You may create mutliple files specifying extracts. For instance, in addition to the ipums.yml described above, you might also have a file called ipums_with_race.yml which contains the following:

description: Another extract
collection: usa
api_version: beta
samples:
  - us2012b
variables:
  - AGE
  - SEX
  - RACE

Then the following command would submit and download this extract:

ipums submit-and-download -k <IPUMS_API_KEY> ipums_with_race.yml

Alternatively, the submit-and-download command also allows you to specify multiple extracts simultaneously. To do so, specify the ipums_multiple.yml file as follows:

extracts:
- description: Simple IPUMS extract
  collection: usa
  api_version: beta
  samples:
    - us2012b
  variables:
    - AGE
    - SEX
- description: Another extract
  collection: usa
  api_version: beta
  samples:
    - us2012b
  variables:
    - AGE
    - SEX
    - RACE

Note that this specifies a dictionary with one key (extracts) whose value is a list of extract specifications. Then you can submit and download these extracts with the command:

ipums submit-and-download -k <IPUMS_API_KEY> ipums_multiple.yml

Step-by-Step#

The introduction provided an all-in-one command submit-and-download that submits, waits for, and downloads and IPUMS extract. But sometimes you may wish to break up the steps (e.g., you want to redownload an extract that has already been prepared). This functionlaity is available via the submit, check, and download commands:

ipums submit -k <IPUMS_API_KEY> ipums.yml
# Your extract for collection usa has been successfully submitted with number 10

ipums check -k <IPUMS_API_KEY> 10
# Extract 10 in collection usa has status started

# "started" means that your extract has been queued
# You should wait until the status is "completed"
ipums check -k <IPUMS_API_KEY> 10
# Extract 10 in collection usa has status completed

ipums download -k <IPUMS_API_KEY> 10

Extra options#

These commands provide several extra options, which may be found by running any command with the --help option, for example:

ipums submit --help

Here we enumerate a few for reference:

  • -k: For commands that require your API key, this is used to specify the API key. In every case, you can also specify your key via the IPUMS_API_KEY environment variable.

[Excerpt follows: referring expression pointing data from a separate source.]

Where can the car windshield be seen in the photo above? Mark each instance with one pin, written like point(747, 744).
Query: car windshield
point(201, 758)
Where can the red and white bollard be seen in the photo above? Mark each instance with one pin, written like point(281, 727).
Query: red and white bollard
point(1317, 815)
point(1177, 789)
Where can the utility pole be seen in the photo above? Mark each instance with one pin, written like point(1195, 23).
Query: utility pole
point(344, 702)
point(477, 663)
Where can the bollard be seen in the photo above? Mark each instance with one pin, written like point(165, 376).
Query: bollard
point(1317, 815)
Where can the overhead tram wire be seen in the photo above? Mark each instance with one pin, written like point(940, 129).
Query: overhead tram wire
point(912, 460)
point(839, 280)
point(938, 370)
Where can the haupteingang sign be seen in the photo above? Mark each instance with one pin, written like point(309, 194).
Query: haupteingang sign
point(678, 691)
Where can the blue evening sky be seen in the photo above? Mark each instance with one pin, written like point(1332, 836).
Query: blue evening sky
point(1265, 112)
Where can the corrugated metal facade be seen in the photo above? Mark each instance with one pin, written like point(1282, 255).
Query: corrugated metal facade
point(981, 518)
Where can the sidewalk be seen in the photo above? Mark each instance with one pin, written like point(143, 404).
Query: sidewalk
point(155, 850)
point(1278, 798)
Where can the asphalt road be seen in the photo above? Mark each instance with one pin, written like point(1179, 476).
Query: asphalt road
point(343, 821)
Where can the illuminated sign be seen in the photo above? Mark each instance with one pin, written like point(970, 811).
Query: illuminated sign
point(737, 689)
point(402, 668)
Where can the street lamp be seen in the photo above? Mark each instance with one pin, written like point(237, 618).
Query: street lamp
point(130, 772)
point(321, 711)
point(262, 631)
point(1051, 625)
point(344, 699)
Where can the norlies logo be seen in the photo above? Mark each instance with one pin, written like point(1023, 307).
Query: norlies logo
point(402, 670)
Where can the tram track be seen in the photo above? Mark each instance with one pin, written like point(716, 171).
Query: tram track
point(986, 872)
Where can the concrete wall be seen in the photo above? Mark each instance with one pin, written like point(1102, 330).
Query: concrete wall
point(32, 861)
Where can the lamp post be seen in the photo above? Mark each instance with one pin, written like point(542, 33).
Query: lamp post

  • -o: For commands that download an extract, this may be used to specify which directory the extract will be downloaded to. The default is always the current directory.

Parquet#

For repeated use of a data set, we encourage you to store the data set as parquet. This will greatly facilitate loading the data into memory or working with tools like dask. We’ve provided a convenient command line tool for this conversion.

Suppose you’ve downloaded an extract into usa_00006.dat whose DDI is specified in usa_00006.xml. Then you can convert this to a parquet file called usa_00006.parquet as follows:

ipums convert usa_00006.xml usa_00006.dat usa_00006.parquet

Once you have the parquet file in hand, you can load it the same way you would any other IPUMS file:

import ipumspy

ddi = ipumspy.read_ipums_ddi(ddi_file)
ipums_df = ipumspy.read_microdata(ddi, "usa_00006.parquet")